Verdade seja dita que, também muitas vezes, deixavam passar textos carregados de ironia e sarcasmo que os incultos coronéis não compreendiam.
De qualquer modo, era imensa a revolta que existia por sabermos que nada do que escrevêssemos poderia ser impresso sem que essa gente mesquinha, medrosa e consciente dos seus pequenos poderes autorizasse.
Várias vezes pisámos o risco vermelho, que a ditadura impunha, e o resultado eram processos judiciais.
Valia-nos a ignorância da maioria dos censores e polícias do regime.
Eram joguetes na mão dos governantes, obedecendo cegamente a todas as ordens que recebiam.
Recordo uma rusga ao Jornal, por um grupo de elementos da PIDE, que tinham, como função, apreender tudo o que se relacionasse com a política ultramarina.
Das estantes de livros do gabinete do Director carregaram todos os que tivessem, no título, uma alusão às “províncias ultramarinas”.
António Paulouro perguntou, espantado, a um dos agentes, se também iria apreender o livro que tinha nas mãos.
A resposta foi:
– “Evidentemente. O título ‘Factos e Figuras do Ultramar’, obriga-nos a isso. A ordem é, levar tudo que mencione o Ultramar.”
E apreendeu um exemplar do livro de Marcelo Caetano.
Que também não fazia muita falta, há que reconhecer.
Durante os anos em que trabalhei no Jornal, até ao 25 de Abril, fui impedido de escrever notícias sobre factos absolutamente humilhantes para cidadãos europeus.
Em Portugal não havia eleições, as mulheres não podiam viajar para o estrangeiro sem uma autorização escrita dos maridos, as professoras primárias não se podiam casar sem uma autorização especial, os funcionários públicos tinham que assinar uma declaração garantindo que partilhavam a ideologia do regime, rejeitavam a Maçonaria e garantiam não serem membros dela, antes de poderem tomar posse.
O Poder geria as organizações juvenis (nomeadamente na Mocidade Portuguesa) que usava para ensinar, aos jovens, a ideologia defendida pelo regime e a obedecer e a respeitar o líder.

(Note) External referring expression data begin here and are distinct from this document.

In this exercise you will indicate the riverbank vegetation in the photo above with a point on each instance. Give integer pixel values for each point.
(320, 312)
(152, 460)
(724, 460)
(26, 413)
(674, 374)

Para além da PIDE, o regime apoiava-se, também, em organizações paramilitares, como a Legião Portuguesa, para proteger o regime das ideologias oposicionistas, com especial realce para o comunismo;
Os trabalhadores estavam impedidos de criar sindicatos. Só existiam os que eram controlados pelo Estado.
Os cidadãos estavam proibidos de falar contra o Governo, de emitir opinião, de ver filmes, peças de teatro ou revistas onde se pusessem em causa estas ideias.

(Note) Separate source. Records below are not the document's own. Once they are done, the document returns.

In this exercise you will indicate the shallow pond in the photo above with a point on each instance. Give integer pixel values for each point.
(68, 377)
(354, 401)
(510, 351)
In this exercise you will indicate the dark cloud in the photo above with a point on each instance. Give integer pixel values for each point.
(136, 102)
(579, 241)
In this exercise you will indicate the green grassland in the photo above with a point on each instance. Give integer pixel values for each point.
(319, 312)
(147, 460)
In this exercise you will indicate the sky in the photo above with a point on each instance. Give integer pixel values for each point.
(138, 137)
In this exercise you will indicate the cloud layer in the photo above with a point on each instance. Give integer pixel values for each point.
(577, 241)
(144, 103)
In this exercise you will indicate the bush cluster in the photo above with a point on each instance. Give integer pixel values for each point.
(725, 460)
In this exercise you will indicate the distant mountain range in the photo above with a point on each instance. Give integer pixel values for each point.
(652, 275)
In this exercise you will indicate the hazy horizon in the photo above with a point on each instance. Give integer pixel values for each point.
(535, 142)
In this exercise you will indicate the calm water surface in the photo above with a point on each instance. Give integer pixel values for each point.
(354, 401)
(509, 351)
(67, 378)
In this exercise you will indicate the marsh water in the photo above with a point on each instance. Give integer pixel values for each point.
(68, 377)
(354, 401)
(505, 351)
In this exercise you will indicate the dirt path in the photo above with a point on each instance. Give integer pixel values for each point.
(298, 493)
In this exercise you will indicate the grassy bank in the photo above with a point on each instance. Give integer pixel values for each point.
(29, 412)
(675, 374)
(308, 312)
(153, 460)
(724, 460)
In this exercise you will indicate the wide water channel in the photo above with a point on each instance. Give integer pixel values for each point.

Não tinham acesso a livros que defendessem opiniões diferentes das impostas pela governação.
A riqueza estava concentrada nas mãos de meia dúzia de famílias.
Portugal era um país “orgulhosamente só”, primeiro governado por um labrego que nunca tinha ido ao estrangeiro e que, de Portugal, só conhecia o gabinete, de onde ditava estas regras absurdas, e Santa Comba Dão, onde ia regar umas couves na sua pequena courela e, depois, por um professor universitário sem coragem para acabar com toda esta miséria intelectual.
O 25 de Abril foi, citando Sophia de Mello Breyner, o fim do período em que lamentávamos:
Quando a pátria que temos não a temos
Perdida por silêncio e por renúncia
Até a voz do mar se torna exílio
E a luz que nos rodeia é como grades
e passámos ao dia exemplarmente retratado como:
Esta é a madrugada que eu esperava
O dia inicial inteiro e limpo
Onde emergimos da noite e do silêncio
E livres habitamos a substância do tempo
Hoje, quando graças aos Capitães de Abril posso escrever o que verdadeiramente sinto, só lamento ter que viver, lado a lado, com imbecis que continuam a criticar o Dia da Liberdade e que só podem ser ou acéfalos (por quem tenho pena) ou fascistas (que odeio).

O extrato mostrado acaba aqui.